By selecting numbers that use systems employed by others, it is more likely that other people will also have picked those numbers too.
If your numbers were to win the jackpot, then you would have to share more of your prize with those other people.
Randomly plucking numbers means the combination is least likely to have been selected by someone else.
“If you pick the least popular numbers and win, then you will probably share your jackpot with fewer people,” explains Dr Haigh.
In the ninth ever draw of the National Lottery in 1995, there were a record breaking 133 winners who shared the £16 million jackpot.
Analysis of the numbers revealed an interesting phenomenon all of the numbers were contained within the three inside columns of the playing slip at the time.
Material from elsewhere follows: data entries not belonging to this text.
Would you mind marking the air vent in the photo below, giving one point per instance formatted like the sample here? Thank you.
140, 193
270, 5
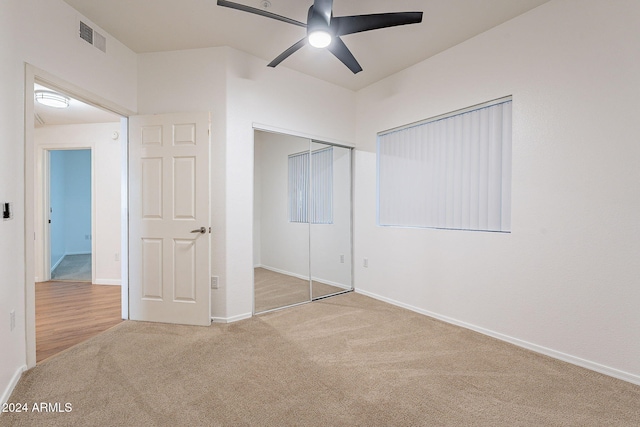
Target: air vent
93, 37
86, 33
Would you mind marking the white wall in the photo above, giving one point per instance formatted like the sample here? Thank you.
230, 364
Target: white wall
565, 281
106, 152
44, 34
239, 90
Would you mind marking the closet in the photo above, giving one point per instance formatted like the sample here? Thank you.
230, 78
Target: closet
302, 220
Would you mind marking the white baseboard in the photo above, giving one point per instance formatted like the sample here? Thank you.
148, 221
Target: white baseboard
303, 277
114, 282
231, 319
594, 366
53, 267
12, 384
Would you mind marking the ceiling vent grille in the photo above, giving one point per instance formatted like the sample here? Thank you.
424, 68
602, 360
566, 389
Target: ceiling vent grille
93, 37
86, 33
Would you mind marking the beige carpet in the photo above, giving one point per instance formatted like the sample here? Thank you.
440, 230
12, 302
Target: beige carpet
274, 290
342, 361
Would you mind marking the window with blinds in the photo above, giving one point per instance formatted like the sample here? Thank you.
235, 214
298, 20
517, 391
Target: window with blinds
451, 172
311, 187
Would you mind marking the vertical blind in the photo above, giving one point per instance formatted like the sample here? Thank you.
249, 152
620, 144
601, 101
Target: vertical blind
451, 172
311, 187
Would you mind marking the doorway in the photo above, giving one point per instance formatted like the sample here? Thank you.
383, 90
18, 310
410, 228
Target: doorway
70, 215
302, 220
97, 125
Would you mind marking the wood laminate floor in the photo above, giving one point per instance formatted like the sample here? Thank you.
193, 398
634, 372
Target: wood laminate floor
68, 313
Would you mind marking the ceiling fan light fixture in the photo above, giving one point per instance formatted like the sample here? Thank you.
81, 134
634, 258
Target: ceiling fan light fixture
320, 39
51, 99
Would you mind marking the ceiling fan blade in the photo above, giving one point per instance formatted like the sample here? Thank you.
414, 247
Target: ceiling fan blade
342, 52
260, 12
343, 25
284, 55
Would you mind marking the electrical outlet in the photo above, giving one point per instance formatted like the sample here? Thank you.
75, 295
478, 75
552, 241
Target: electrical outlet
7, 211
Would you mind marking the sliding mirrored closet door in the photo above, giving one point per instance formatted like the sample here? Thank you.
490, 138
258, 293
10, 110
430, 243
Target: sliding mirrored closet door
330, 220
302, 220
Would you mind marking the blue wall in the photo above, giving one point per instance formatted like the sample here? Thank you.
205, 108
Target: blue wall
70, 200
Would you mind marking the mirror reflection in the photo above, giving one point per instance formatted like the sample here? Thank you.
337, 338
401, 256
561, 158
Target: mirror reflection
302, 220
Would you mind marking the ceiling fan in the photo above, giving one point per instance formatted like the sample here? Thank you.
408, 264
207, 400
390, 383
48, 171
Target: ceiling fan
324, 30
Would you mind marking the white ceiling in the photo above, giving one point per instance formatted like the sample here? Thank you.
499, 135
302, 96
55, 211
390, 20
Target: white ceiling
165, 25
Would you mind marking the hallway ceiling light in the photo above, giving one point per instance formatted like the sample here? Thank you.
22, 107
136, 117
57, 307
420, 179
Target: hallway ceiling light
51, 99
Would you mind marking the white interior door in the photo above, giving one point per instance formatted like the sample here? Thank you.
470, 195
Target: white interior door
169, 218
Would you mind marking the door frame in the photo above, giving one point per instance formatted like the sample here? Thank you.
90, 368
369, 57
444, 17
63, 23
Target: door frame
44, 186
35, 75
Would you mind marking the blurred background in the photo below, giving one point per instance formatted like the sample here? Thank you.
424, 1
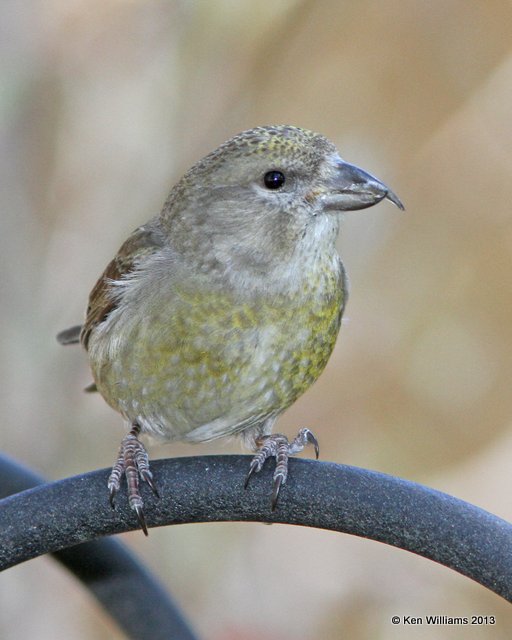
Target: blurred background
104, 104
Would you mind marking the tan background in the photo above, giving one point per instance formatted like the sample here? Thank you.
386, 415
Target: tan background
104, 104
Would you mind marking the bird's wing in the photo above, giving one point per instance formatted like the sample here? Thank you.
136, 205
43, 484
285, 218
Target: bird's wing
143, 242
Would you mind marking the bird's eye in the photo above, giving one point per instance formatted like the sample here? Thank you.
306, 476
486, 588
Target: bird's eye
274, 179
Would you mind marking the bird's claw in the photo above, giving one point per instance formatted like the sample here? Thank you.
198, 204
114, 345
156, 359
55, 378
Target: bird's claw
277, 446
132, 461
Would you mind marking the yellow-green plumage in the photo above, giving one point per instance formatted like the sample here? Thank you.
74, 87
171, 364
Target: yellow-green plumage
218, 313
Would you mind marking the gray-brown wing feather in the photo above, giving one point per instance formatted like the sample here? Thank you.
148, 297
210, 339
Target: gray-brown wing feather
143, 242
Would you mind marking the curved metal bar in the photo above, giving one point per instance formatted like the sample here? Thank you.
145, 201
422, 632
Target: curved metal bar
318, 494
123, 586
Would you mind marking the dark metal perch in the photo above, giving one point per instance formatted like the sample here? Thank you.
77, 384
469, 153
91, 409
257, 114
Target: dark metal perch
437, 526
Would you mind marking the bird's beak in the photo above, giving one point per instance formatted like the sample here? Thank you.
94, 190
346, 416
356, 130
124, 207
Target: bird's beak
351, 188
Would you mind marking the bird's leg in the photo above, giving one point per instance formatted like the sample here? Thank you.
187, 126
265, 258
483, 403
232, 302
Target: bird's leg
133, 461
278, 446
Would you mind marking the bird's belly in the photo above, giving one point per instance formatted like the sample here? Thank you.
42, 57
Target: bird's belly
218, 363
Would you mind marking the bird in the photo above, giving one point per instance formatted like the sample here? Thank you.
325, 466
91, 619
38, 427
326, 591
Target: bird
218, 313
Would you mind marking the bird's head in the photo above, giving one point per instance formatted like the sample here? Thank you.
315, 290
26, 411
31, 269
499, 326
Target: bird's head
260, 192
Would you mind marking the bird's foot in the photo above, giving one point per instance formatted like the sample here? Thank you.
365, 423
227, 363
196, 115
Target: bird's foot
134, 463
278, 446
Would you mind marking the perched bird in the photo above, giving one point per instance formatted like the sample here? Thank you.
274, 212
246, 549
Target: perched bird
217, 314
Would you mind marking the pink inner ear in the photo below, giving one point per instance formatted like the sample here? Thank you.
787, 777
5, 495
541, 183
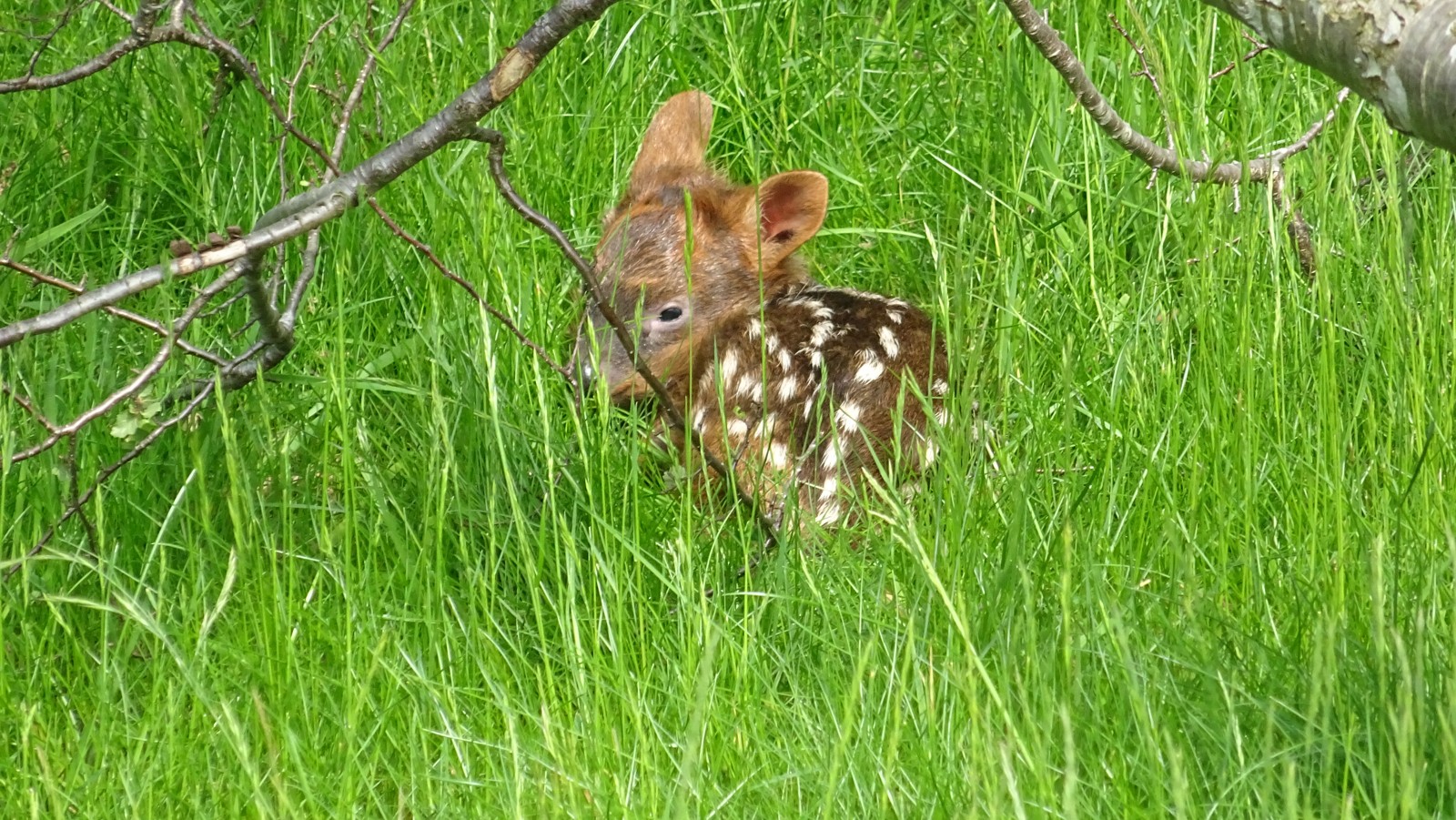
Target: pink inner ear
781, 211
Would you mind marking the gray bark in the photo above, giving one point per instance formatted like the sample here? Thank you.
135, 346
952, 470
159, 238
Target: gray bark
1398, 55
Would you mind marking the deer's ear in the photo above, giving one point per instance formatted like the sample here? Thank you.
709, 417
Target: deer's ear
788, 211
676, 143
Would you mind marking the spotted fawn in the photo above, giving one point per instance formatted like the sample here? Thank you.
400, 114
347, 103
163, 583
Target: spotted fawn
803, 390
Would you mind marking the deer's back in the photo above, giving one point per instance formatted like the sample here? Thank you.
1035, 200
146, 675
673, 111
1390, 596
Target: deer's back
814, 390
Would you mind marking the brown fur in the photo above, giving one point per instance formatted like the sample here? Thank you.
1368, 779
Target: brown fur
801, 388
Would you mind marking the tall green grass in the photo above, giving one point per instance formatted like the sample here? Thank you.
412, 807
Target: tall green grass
1203, 565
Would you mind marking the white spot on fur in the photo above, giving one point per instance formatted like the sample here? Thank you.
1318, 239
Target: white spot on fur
728, 366
890, 342
827, 513
830, 455
870, 370
750, 386
778, 455
830, 488
764, 427
788, 386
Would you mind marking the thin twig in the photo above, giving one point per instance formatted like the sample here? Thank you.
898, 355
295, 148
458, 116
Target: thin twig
109, 471
143, 376
29, 408
1075, 75
318, 206
1259, 48
487, 306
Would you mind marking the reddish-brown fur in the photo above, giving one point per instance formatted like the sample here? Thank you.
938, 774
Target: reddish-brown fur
804, 390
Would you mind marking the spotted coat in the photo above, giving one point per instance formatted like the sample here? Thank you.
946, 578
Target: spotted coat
803, 390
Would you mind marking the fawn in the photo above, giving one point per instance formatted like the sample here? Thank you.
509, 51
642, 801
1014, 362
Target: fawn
800, 388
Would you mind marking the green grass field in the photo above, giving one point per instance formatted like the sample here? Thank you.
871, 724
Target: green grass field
1205, 570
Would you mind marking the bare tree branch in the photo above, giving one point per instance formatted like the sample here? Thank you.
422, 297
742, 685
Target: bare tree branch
434, 259
127, 315
1397, 55
315, 208
106, 472
1075, 75
1259, 48
145, 33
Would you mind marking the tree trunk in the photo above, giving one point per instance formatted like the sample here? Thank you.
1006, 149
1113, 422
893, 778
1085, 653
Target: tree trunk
1398, 55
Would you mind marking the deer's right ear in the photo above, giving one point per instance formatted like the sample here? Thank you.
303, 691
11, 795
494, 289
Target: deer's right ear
676, 143
790, 210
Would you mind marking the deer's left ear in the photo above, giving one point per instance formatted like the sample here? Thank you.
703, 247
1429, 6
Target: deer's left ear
788, 210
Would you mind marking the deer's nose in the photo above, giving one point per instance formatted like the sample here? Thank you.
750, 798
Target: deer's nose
584, 371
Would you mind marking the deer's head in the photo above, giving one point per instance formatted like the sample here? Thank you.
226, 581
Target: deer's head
684, 249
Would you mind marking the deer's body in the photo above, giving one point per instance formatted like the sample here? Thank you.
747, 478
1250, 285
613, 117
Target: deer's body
803, 390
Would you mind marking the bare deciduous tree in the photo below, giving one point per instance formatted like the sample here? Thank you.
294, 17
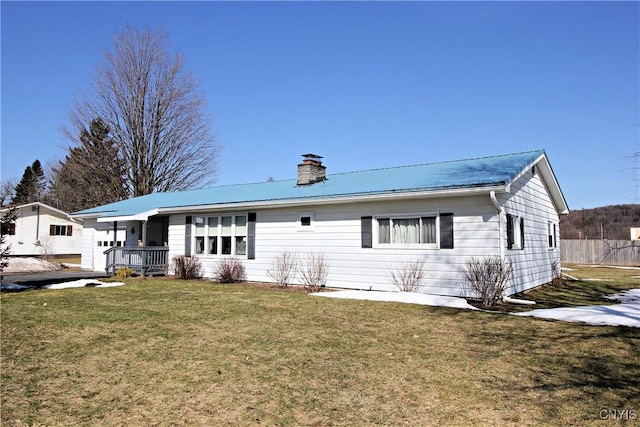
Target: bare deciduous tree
155, 112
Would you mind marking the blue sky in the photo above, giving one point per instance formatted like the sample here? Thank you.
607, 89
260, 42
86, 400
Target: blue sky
364, 84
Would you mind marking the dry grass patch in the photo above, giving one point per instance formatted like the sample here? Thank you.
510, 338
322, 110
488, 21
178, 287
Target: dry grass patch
163, 352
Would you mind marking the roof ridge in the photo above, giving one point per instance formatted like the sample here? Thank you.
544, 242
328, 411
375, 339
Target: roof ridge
441, 162
245, 184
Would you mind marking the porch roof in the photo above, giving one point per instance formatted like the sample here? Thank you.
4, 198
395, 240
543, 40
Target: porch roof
439, 177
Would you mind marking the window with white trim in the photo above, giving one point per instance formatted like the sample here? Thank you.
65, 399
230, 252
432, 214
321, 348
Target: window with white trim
305, 221
552, 227
60, 230
221, 235
515, 232
408, 230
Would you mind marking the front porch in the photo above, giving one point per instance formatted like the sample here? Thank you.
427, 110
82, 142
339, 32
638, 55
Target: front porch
143, 260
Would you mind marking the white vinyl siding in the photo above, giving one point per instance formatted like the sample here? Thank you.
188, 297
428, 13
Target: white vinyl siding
33, 232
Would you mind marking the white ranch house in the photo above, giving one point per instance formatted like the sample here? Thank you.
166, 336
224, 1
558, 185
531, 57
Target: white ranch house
42, 229
365, 223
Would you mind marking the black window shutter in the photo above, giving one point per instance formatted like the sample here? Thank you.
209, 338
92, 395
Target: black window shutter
446, 231
251, 236
509, 231
187, 235
366, 226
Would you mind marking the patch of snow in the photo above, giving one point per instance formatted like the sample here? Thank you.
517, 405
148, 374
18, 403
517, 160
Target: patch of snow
627, 314
29, 265
14, 287
71, 265
628, 296
405, 297
83, 283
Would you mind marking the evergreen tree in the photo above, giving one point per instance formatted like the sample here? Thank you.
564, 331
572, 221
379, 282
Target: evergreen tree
91, 174
6, 220
32, 186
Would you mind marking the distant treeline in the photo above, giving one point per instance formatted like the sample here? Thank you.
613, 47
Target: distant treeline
609, 222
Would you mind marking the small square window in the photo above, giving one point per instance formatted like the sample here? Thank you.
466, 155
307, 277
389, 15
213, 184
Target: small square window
305, 220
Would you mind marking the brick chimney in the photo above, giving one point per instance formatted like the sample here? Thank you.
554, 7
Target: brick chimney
311, 170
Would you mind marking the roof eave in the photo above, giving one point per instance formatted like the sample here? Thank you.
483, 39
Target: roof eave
549, 180
399, 195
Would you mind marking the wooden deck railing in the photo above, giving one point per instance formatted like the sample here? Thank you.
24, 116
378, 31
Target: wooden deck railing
142, 259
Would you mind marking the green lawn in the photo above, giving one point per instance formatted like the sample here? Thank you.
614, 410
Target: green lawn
166, 352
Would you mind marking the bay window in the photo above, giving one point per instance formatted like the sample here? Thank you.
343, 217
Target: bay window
224, 235
419, 230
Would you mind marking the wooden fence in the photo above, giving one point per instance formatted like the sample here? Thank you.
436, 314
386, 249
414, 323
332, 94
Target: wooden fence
605, 252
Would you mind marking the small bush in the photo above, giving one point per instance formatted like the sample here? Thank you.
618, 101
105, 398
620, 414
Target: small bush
314, 273
283, 269
408, 277
230, 270
186, 268
124, 272
487, 278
There were also no two numbers on the same row nor adjacent to each other. It appears the numbers were selected randomly for the way they looked on the slip.
Dr Haigh says: “This is a really lazy way of choosing numbers as it is an easy thing to do.
“People do like to make pretty patterns on their playing slip.
“Research on the Swiss lottery has also shown that a lot of people select numbers that go diagonally across or down the slip, for example.”
However, Dr Haigh has some final words of wisdom that may help you decide which of these methods to use.
He says: “Whatever method you chose, the chances of your six numbers coming up remain the same. It is ridiculous to think otherwise.”
But remember, if any of these tips actually do result in a jackpot win, I’m more than happy to share some of the prize.